В центре сада, в раковине, играл струнный оркестр – десяток евреев, бежавших от украинских погромов. Несколько высоко подвешенных керосиновых фонарей, окутанных облачками ночных бабочек, освещали непокрытые столики, где можно получить пиво, шашлыки и чебуреки.
Здесь держалась публика почище – понаехавшие с севера «дамочки» в холстинковых хорошеньких платьях, изнывающие бородатые интеллигенты, офицеры, скрывающие свою профессию, низенькие плотные спекулянты в рубашках фасона «апаш», пронзительно воняющие потом журналисты из прихлопнутых большевиками газет и много разных людей, гонимых, как сорванные ветром листья, из города в город в поисках сравнительного порядка, минимального спокойствия и белых булок.

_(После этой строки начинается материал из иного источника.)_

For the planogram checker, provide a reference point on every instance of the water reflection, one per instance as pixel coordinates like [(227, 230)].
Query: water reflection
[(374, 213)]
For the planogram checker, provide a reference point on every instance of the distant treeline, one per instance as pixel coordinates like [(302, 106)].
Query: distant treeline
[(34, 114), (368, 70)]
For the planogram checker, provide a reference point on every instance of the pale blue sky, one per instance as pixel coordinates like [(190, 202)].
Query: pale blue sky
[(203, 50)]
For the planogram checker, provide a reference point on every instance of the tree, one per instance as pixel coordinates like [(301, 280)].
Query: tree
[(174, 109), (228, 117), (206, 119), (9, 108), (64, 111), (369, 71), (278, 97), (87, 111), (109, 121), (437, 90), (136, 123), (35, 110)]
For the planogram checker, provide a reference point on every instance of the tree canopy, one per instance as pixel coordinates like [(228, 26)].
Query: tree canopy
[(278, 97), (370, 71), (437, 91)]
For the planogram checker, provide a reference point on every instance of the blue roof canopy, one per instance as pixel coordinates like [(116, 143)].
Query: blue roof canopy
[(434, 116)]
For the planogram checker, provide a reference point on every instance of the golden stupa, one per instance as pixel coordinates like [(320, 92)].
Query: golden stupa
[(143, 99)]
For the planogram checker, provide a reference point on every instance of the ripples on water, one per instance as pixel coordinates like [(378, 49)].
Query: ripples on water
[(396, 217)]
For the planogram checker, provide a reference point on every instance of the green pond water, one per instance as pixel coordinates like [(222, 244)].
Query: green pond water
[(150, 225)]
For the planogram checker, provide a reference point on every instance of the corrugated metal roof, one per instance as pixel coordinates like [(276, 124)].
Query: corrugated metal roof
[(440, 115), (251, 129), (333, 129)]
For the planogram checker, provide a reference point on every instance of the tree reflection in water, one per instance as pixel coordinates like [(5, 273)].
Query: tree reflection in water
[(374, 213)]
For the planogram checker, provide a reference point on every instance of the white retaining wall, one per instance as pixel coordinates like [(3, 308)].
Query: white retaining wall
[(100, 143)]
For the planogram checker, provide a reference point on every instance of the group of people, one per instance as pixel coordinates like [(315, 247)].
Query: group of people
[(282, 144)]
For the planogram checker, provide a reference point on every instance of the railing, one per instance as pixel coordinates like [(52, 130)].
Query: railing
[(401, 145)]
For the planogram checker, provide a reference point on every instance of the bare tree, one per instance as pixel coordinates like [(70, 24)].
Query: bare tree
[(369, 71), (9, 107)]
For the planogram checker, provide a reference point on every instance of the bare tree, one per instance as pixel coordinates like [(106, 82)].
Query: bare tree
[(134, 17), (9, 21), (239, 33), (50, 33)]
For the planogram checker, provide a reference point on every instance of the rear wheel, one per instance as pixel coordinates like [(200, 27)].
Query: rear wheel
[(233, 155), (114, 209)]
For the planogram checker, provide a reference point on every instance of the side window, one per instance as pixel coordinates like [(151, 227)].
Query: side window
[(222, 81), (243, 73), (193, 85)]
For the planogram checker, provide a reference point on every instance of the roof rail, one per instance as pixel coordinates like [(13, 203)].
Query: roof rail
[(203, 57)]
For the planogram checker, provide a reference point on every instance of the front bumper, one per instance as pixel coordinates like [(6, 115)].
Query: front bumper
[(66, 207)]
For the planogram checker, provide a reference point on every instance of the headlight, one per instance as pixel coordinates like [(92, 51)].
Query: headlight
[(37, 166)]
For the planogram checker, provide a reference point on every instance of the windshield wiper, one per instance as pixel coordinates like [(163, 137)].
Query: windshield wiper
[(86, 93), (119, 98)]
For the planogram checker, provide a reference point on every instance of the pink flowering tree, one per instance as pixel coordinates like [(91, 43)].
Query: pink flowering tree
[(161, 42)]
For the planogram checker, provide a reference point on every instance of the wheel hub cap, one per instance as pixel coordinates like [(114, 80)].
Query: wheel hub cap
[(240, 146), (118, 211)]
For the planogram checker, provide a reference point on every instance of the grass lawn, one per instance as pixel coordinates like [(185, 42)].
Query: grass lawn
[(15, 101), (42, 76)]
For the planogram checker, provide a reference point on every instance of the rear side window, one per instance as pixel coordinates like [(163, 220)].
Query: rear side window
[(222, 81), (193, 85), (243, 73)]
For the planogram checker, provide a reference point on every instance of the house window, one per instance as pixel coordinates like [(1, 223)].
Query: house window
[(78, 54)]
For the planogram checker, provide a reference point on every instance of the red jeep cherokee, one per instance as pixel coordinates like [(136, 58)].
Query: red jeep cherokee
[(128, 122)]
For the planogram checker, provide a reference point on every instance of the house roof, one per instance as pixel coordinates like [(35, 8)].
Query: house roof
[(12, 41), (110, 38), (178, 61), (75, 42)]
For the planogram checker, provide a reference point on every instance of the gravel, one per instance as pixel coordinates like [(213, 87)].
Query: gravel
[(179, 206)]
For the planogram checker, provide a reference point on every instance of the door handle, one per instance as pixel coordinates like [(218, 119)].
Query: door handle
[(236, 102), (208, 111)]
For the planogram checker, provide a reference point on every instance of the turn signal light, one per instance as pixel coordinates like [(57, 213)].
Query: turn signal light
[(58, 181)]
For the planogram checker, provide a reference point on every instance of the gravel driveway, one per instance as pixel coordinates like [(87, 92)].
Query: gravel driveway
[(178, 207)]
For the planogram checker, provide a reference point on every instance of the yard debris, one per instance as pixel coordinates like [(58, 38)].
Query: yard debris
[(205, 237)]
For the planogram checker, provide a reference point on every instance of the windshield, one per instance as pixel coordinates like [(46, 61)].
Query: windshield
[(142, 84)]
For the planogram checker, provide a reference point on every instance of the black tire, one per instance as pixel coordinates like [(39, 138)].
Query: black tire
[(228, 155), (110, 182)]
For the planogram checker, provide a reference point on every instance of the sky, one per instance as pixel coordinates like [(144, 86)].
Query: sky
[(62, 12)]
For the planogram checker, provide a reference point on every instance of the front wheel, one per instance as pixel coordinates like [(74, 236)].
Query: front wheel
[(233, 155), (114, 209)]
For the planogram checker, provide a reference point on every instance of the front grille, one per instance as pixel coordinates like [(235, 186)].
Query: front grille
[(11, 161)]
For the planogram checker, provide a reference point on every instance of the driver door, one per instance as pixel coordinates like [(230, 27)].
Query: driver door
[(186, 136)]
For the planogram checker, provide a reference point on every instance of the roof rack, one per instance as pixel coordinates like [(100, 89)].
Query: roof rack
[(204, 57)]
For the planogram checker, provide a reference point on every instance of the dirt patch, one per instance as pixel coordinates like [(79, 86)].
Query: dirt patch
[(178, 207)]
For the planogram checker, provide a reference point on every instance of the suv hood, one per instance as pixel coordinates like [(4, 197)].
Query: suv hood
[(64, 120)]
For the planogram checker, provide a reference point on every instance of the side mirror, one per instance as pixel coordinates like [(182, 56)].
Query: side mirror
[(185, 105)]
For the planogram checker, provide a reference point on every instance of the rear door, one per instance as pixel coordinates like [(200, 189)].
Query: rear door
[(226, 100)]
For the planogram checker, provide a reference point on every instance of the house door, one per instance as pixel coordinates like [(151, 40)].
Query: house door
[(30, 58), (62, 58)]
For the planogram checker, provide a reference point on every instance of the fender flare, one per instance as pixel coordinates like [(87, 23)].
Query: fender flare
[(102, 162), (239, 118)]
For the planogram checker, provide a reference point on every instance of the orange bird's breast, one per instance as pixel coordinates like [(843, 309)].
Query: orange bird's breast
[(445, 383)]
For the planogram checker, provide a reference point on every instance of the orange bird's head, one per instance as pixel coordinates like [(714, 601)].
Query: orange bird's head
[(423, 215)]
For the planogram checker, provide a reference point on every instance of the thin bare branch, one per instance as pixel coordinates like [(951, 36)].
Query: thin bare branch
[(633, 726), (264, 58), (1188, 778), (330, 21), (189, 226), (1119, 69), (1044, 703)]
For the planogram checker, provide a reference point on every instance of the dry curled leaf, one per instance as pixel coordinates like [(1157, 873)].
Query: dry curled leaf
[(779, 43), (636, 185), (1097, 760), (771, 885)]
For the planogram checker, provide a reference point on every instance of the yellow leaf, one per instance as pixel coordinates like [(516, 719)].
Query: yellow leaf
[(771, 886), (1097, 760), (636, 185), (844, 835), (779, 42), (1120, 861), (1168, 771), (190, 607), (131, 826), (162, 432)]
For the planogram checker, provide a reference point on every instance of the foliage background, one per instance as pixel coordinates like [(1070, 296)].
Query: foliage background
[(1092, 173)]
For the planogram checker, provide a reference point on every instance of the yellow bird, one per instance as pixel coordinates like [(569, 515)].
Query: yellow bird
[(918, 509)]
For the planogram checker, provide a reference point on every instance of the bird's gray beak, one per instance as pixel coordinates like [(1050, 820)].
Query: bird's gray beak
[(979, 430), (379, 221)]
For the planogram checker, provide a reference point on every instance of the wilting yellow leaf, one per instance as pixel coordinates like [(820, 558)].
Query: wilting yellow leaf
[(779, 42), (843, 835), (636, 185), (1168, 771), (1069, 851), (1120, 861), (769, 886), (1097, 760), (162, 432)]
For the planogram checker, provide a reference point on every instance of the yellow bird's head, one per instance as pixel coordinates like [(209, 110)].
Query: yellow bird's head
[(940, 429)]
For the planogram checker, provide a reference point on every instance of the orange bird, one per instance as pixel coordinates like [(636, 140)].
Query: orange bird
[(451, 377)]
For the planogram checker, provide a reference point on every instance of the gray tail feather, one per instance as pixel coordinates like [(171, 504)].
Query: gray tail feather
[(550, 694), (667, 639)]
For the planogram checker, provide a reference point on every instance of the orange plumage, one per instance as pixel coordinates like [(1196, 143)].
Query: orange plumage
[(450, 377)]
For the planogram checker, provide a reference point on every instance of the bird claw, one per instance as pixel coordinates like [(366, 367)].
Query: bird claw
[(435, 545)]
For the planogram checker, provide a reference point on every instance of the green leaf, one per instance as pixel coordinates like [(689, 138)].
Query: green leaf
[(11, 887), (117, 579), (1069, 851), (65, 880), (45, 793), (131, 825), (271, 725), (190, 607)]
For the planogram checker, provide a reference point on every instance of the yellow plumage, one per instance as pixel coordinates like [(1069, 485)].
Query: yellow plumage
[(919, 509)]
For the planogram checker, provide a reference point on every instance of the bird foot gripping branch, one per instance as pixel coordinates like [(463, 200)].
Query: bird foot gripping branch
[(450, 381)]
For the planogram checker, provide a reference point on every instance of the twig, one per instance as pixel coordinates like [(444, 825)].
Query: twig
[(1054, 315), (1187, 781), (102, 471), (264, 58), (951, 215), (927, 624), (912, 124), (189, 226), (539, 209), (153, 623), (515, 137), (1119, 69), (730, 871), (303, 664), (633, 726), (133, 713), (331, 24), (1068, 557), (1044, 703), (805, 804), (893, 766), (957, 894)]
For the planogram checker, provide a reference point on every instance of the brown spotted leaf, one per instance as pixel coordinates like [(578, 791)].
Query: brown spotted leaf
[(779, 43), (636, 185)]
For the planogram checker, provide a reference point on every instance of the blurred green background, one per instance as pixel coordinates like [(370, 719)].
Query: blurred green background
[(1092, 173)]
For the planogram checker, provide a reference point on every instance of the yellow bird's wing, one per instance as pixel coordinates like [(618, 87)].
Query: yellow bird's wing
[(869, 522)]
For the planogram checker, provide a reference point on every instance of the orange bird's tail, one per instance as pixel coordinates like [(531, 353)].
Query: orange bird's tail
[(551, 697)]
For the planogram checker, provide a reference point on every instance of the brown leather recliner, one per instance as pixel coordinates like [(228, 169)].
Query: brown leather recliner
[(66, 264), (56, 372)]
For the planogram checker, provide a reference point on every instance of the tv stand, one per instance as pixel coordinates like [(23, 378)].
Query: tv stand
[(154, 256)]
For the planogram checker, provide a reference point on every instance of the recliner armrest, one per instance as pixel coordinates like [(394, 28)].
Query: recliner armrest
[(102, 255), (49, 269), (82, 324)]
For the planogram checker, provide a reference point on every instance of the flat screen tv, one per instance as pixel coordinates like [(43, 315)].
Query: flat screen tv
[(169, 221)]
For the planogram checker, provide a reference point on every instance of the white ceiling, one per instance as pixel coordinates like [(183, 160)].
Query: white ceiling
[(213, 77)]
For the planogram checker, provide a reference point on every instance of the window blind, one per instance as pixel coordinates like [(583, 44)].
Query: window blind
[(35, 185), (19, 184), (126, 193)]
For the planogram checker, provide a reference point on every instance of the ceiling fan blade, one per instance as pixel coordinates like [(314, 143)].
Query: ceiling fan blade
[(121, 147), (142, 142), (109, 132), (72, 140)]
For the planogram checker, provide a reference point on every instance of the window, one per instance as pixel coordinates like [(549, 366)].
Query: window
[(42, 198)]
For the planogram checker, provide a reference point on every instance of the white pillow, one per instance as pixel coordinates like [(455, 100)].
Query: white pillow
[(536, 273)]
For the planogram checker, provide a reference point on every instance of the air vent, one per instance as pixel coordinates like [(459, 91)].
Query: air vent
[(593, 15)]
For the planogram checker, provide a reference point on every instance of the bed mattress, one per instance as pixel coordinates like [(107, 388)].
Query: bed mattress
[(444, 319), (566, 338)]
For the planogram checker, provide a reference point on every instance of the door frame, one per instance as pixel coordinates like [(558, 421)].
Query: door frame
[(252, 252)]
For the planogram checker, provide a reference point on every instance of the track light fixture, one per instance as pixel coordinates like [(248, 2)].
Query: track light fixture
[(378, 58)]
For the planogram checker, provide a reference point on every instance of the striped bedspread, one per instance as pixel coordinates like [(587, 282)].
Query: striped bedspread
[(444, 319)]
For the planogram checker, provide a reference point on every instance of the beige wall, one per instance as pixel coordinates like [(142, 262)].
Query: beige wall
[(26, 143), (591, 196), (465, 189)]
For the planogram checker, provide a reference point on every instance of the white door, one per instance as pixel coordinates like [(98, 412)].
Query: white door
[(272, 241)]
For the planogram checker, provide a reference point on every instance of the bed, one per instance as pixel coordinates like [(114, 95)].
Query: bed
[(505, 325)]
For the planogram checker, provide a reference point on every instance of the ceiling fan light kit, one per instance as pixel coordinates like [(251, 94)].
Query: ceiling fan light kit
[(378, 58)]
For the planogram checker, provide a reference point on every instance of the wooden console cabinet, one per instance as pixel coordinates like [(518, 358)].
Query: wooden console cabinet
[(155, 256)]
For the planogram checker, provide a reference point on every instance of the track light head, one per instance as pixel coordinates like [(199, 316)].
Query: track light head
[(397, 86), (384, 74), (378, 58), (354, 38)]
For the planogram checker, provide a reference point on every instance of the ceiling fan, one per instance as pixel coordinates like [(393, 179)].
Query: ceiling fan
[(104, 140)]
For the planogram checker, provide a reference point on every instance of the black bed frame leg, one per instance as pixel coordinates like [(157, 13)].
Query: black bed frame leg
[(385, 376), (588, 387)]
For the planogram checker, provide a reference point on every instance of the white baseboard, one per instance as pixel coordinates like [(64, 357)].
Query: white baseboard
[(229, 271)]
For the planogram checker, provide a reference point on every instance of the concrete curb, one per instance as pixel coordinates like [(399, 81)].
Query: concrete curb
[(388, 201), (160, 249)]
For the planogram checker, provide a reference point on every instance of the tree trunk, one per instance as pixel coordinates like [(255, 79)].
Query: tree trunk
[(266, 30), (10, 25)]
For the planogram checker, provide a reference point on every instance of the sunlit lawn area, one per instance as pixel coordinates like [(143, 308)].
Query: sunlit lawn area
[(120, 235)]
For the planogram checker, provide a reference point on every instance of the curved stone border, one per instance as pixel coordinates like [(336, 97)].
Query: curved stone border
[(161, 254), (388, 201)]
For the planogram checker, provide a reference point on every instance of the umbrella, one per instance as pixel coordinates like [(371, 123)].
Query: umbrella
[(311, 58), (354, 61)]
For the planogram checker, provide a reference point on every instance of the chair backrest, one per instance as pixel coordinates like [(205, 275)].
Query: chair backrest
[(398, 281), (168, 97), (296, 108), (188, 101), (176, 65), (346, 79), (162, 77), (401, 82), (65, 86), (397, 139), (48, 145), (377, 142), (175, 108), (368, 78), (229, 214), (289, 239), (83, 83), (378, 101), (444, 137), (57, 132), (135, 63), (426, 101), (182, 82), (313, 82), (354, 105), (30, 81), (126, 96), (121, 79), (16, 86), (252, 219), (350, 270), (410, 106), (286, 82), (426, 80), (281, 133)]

Белых булок и прочего съестного довольствия здесь было вдоволь в лавчонках у частников, торгующих до полуночи. Правда, стоило это отчаянно дорого. Но и на том спасибо. Большевистские власти, не в пример Москве и Питеру, властвовали здесь терпимо, даже с некоторым добродушием. И многие приезжие предпочитали потомиться еще какое-то количество недель до переворота, до полного освобождения от большевистского ужаса, чем подвергать себя случайностям заманчивого, но крайне опасного сейчас, продвижения дальше на юг – в гудящий победоносными колоколами, освобожденный атаманский Новочеркасск или – «за границу»: в дивный Крым, в красавец Киев, успокоенный, чисто подметенный немцами.
Совсем другое происходило на обеих окраинах города. На пушечном и металлургическом заводах, среди вспыхивающих, как пожар, митингов, где малочисленные коммунисты отбивали беспартийную массу у меньшевиков и эсеров, – торопливо ремонтировалось всякое оружие, готовилось оборудование для бронепоездов и броневых пароходов.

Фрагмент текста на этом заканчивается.